Here’s 10 good reasons why everyone should do a powerlifting routine.
Change of Pace
Beating up your muscles and having DOMS for the next three days is all fine and dandy but instead of doing 155 for 12 reps on bench, why not switch things up and see how benching 255 feels.
If things are feeling stale in the gym and you don’t have that “go no matter what” attitude anymore, a change of pace might be exactly what you need.
Going from high volume low intensity to low volume and high intensity will shock the body and will help you build the muscle, strength, and motivation you need to keep going.
Strength = Muscle
Building muscle will build your strength and the same works the other way.
Don’t think just because you are doing heavy triples you aren’t using your muscles as much as you would if you were doing 12 rep sets or pump sets; if you do it right, you’ll be working the muscle the same.
If you progressively overload, you know that you will build more muscle if you can keep increasing your lifts; going from 135 for 12 reps to 185 for 12 reps is a huge muscle and strength jump.
Strength Training Is Different Than Muscle Building
Strength training taxes your nervous system and usually will not give you the massive DOMS the next couple of days later. I’m not saying you won’t get sore, just not as bad as if you take sets to high rep failures.
With that being said, you cannot go until failure while strength training because you will start to become weaker and can get sick if you do not recover enough. Some might call this over-training, I just call it not being able to recover.
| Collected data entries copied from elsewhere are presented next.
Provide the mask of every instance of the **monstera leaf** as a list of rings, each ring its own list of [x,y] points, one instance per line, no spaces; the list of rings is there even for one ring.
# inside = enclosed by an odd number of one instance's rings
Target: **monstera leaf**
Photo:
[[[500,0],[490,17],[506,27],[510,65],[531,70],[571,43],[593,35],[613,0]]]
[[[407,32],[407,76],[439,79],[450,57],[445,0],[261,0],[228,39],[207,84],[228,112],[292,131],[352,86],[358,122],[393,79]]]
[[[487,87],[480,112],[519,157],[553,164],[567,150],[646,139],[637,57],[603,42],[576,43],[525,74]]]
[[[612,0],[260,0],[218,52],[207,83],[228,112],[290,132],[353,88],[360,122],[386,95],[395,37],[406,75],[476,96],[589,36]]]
This is why you don’t test your 1 rep maxes constantly and why you are probably not progressing.
Train For Purpose = Results
If you go one step further and make a goal to compete in a powerlifting meet, you are going to have a new-found focus in training and will start hitting personal records left and right.
When you train with a purpose, you are going to see results.
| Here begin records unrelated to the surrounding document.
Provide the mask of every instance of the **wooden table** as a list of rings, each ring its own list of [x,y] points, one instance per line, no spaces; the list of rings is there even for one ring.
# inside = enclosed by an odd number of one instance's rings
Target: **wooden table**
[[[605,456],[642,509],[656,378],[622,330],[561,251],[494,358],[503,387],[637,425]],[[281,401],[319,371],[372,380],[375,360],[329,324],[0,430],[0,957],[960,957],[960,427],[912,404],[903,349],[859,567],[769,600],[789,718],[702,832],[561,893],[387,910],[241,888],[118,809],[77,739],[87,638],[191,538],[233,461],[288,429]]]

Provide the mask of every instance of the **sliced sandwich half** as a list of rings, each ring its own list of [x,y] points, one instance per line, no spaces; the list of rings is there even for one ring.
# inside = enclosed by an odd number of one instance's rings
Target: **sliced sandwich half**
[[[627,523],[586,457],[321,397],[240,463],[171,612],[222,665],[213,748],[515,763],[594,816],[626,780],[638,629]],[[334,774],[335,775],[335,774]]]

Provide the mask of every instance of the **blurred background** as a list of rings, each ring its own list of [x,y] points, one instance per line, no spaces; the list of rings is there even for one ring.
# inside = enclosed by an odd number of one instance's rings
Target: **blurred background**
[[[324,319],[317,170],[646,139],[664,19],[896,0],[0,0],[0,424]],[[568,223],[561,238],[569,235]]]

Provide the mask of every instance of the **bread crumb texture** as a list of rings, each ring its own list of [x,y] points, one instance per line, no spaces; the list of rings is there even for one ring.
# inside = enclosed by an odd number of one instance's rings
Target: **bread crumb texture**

Sure people go to the gym to lose weight and build muscle but if you want to put 20 pounds on each of your lifts’ personal records at the meet coming up in 6 months, you are going to train much harder and smarter than normal.
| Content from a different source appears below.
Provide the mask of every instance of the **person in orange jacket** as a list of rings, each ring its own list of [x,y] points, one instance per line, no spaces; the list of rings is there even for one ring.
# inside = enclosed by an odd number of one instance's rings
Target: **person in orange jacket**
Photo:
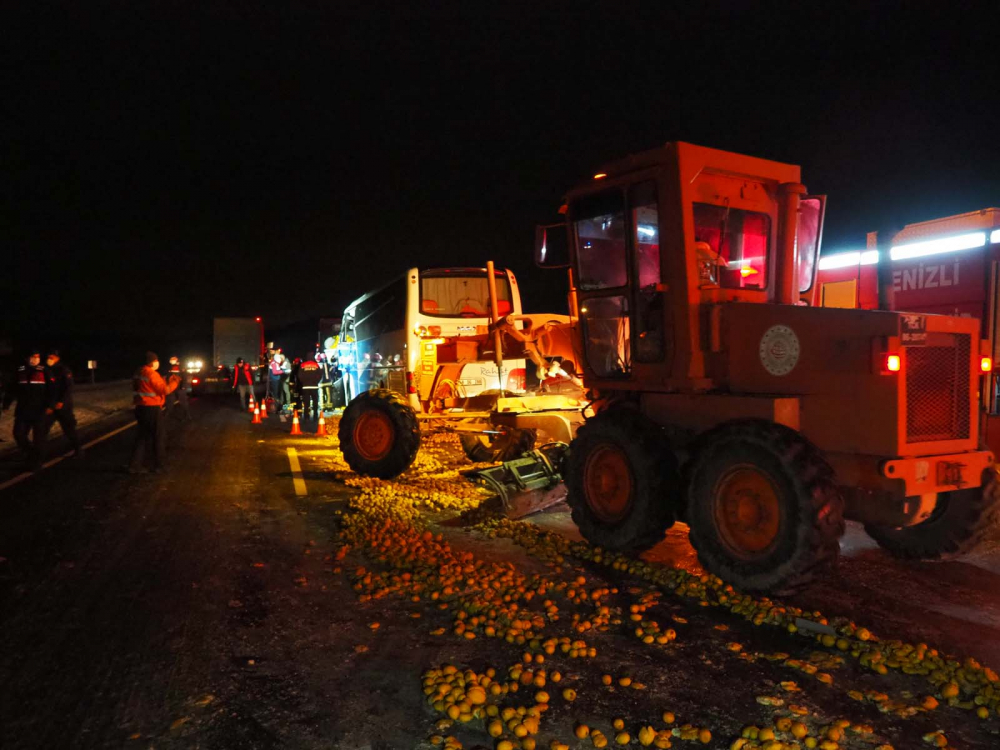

Whether or not you want to be competitive, your competitive nature will start to come out and you are going to be more “hungry” for the results you are trying to achieve.
Kind of like reaching that 405 pound deadlift you’ve been working towards; you’re going to be thinking about it constantly and be willing to put in the grind to get it.
Nothing commands respect in and out of the gym as being yoked.
Heavy ass deadlifts will give you massive traps, squats will help you build mass all around, and bench will help build up your chest and front delts which will make you look like a monster.
Quit doing your girly shrugs and start putting some weight on that bar and deadlift.
The movement of squatting, pressing, and picking stuff up is an everyday movement.
Next time you need to pick up something off of the ground or put something up in the pantry, remember how the big three lifts help.
Doing countless shrugs or bicep curls don’t necessarily build as much functional strength as deadlifts or squats will. Making daily tasks easier to do is something that everyone should aim to do.
No more struggling trying to pick up a case of water.
Nothing will make you “nut up or shut up” like getting under the bar on a personal record attempt.
Being able to build up the confidence in your form and shut that voice up in your head saying “you can’t do it” is a feat and is important to be able to do in all areas of life.
Confidence In Other Areas Of Life
Hitting personal records gives confidence in all areas of life.